A Hate classifier for low resource Indian languages
This project uses datasets collected from various research papers and AI workshops.
| Column | Description | Format |
|---|---|---|
| UID | Unique identifier to trace the origin of the dataset and act as index for dataset. | <language_code><train/test/val>_<index_number> |
| text | The text content used for classifier | utf-8 encoded text |
| label_yn | A binary label indicating whether text is classified as hate / non-hate in respective datasets. | 1 - hate 0 - non-hate |
Datasets used for each language are mentioned below.

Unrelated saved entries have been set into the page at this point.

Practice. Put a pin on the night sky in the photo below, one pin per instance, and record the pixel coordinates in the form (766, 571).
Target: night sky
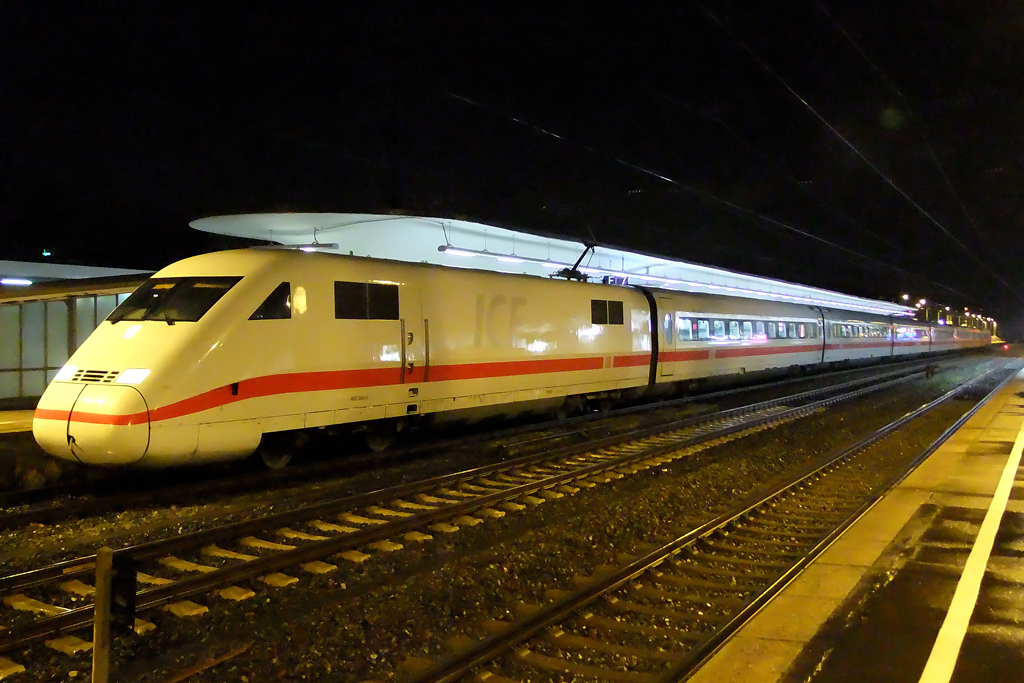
(872, 147)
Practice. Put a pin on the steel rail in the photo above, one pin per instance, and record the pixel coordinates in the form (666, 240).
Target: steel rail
(154, 597)
(48, 513)
(81, 566)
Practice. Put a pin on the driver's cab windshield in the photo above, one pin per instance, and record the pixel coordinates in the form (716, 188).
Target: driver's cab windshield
(173, 299)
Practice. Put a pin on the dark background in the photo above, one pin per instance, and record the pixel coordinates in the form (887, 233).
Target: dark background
(872, 147)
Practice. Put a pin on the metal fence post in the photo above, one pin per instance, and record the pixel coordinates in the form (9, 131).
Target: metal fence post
(101, 617)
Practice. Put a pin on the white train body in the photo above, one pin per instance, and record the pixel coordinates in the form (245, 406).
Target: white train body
(217, 350)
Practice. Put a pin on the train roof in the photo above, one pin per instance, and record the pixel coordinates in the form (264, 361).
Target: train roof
(466, 244)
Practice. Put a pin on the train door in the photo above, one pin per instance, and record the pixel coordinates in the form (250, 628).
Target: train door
(414, 361)
(667, 337)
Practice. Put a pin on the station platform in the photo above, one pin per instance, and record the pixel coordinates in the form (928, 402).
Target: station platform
(928, 586)
(15, 421)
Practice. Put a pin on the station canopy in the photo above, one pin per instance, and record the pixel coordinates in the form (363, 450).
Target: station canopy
(465, 244)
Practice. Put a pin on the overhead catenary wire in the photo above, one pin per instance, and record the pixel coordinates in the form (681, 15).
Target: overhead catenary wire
(651, 89)
(768, 69)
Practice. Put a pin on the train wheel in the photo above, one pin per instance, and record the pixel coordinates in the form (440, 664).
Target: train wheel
(379, 437)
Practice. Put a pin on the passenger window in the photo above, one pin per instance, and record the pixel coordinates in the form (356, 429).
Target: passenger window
(366, 301)
(278, 306)
(684, 329)
(614, 312)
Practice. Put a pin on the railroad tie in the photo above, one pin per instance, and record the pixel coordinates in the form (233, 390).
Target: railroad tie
(216, 551)
(27, 604)
(318, 567)
(78, 588)
(599, 673)
(413, 506)
(186, 608)
(322, 525)
(253, 542)
(184, 565)
(278, 580)
(456, 494)
(69, 644)
(236, 593)
(355, 519)
(433, 500)
(387, 512)
(299, 536)
(151, 580)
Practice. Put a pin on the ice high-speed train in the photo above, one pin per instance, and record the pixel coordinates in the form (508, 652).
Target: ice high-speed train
(220, 353)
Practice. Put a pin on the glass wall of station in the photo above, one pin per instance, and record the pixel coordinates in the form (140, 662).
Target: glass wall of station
(38, 337)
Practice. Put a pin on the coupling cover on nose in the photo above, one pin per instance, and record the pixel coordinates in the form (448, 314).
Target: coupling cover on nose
(109, 425)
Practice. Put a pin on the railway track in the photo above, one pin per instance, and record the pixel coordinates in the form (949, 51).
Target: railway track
(656, 617)
(172, 570)
(47, 506)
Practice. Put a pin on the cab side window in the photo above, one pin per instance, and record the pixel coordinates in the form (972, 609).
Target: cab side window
(278, 306)
(366, 301)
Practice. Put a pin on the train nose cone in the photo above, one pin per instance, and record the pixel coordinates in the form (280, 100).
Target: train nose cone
(96, 424)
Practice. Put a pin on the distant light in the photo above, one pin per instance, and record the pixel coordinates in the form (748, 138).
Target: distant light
(456, 252)
(66, 373)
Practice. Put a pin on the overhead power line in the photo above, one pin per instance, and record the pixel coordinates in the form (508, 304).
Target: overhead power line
(767, 68)
(906, 105)
(709, 197)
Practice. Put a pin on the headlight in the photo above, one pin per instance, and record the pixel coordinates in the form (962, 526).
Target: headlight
(66, 373)
(132, 376)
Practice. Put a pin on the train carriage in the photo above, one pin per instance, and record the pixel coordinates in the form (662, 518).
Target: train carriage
(856, 337)
(220, 354)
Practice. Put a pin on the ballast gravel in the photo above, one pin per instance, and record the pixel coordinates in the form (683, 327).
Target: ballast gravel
(363, 621)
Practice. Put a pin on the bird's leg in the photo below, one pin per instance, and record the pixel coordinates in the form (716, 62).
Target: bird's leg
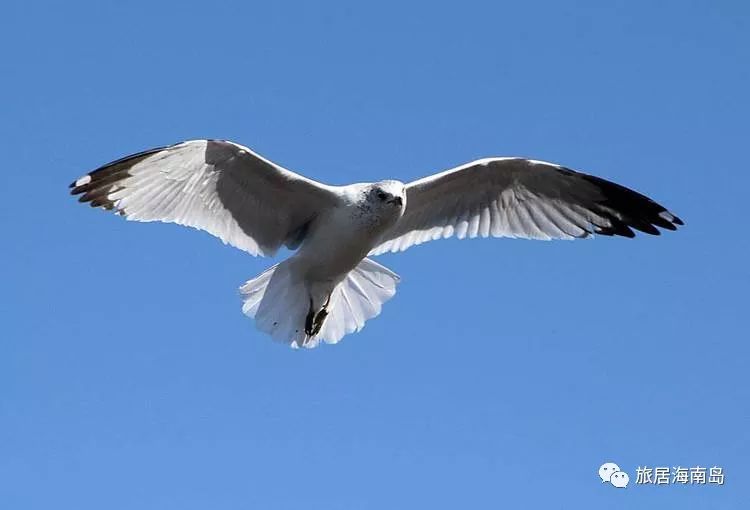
(314, 320)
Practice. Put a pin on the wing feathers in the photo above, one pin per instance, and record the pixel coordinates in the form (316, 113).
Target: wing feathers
(514, 197)
(212, 185)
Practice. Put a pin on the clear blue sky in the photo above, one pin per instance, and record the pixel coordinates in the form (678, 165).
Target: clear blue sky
(502, 374)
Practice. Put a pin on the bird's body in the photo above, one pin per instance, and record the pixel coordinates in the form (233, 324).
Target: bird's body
(329, 287)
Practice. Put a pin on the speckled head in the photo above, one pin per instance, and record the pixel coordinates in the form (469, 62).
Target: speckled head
(388, 194)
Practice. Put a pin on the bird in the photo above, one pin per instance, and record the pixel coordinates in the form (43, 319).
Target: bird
(329, 286)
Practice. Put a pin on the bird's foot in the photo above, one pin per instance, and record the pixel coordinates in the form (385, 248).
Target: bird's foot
(314, 320)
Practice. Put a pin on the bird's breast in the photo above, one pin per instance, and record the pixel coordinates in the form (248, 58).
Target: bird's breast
(338, 242)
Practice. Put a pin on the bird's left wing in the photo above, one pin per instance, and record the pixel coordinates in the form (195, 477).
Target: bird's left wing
(213, 185)
(516, 197)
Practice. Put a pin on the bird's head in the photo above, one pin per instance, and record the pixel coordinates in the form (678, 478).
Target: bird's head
(388, 195)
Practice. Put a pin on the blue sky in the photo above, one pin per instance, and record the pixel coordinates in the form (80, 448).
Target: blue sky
(503, 373)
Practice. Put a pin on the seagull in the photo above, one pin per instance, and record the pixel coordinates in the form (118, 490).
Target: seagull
(330, 287)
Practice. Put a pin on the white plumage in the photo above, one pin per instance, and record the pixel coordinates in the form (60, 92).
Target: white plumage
(328, 288)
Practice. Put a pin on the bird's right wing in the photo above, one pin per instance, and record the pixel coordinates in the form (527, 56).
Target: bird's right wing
(217, 186)
(516, 197)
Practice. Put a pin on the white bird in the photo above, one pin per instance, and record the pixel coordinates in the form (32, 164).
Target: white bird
(329, 287)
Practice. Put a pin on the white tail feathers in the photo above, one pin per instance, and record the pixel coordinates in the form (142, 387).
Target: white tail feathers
(279, 300)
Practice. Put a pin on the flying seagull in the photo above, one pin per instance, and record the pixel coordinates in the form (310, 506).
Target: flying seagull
(330, 287)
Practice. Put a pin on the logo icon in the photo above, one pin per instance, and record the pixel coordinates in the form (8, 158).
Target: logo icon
(610, 472)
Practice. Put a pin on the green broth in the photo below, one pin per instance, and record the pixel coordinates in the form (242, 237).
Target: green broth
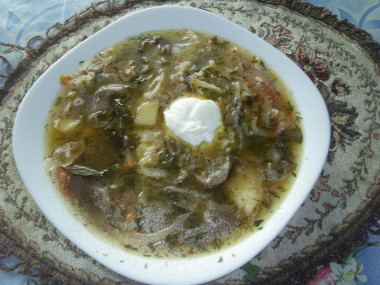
(117, 164)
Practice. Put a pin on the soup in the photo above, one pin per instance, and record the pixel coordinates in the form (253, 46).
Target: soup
(173, 142)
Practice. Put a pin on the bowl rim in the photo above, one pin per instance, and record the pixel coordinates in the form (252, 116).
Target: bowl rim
(173, 270)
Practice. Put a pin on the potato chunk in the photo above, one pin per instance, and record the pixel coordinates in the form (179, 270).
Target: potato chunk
(244, 189)
(67, 125)
(147, 114)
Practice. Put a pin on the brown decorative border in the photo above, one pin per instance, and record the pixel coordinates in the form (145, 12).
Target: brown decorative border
(295, 270)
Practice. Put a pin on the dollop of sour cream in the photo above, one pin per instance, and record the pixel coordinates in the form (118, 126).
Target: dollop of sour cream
(193, 120)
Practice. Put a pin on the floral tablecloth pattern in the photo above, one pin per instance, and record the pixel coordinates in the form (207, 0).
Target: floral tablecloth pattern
(23, 20)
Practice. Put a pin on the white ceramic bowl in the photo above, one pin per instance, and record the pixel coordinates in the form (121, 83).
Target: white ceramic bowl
(28, 141)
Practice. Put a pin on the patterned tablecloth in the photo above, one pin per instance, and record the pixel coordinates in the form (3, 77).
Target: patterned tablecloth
(23, 21)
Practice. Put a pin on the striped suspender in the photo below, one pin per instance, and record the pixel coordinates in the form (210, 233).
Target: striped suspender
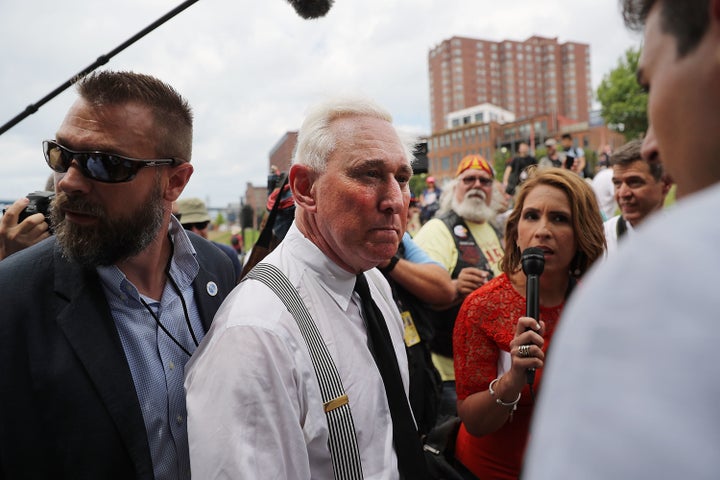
(342, 441)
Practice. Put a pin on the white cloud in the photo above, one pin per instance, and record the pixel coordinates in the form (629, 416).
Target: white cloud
(250, 69)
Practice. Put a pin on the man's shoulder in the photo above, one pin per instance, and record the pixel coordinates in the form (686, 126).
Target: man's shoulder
(28, 261)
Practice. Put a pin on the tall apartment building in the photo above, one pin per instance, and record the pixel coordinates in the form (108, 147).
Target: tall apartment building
(528, 78)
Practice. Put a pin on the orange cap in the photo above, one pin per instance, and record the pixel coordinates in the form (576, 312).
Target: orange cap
(476, 162)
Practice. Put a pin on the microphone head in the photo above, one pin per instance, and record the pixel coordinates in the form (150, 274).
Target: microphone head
(533, 261)
(311, 8)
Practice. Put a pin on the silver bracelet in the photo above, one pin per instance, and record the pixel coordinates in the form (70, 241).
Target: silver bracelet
(500, 402)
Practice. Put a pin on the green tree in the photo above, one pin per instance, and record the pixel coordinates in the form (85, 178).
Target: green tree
(624, 103)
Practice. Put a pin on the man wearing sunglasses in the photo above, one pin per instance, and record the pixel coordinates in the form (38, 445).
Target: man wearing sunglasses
(100, 319)
(461, 238)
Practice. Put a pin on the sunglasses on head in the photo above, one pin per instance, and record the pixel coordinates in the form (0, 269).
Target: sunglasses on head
(100, 166)
(484, 181)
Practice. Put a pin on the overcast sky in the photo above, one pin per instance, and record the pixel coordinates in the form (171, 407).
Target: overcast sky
(250, 69)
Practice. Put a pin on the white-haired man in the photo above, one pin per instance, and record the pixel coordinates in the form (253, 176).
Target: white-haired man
(256, 408)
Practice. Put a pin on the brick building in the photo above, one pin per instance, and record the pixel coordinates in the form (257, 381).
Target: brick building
(538, 75)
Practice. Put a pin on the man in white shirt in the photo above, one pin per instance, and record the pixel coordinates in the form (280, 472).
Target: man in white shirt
(254, 401)
(640, 189)
(603, 187)
(631, 390)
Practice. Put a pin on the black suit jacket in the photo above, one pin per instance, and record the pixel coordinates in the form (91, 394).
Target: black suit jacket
(68, 407)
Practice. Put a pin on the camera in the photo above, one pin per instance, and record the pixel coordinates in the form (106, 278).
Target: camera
(39, 203)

- https://github.com/ShareChatAI/MACD/tree/main/dataset
- https://competitions.codalab.org/competitions/26654
- https://github.com/hate-alert/HateCheckHIn/blob/main/monolingual_functionalities.csv
- https://hasocfire.github.io/hasoc/2019/dataset.html
- https://github.com/Kalit31/HASOC-2021/tree/main/data/marathi
- https://github.com/TharinduDR/DeepOffense/tree/master/examples/marathi/data
- https://github.com/l3cube-pune/MarathiNLP/tree/main/L3Cube-MahaHate/2-class
- Please install Poetry
- Run
poetry installin the project root to install required dependencies. - Run
poetry shellto create a new poetry shell. - Run
jupyter notebookto run jupyter notebook server.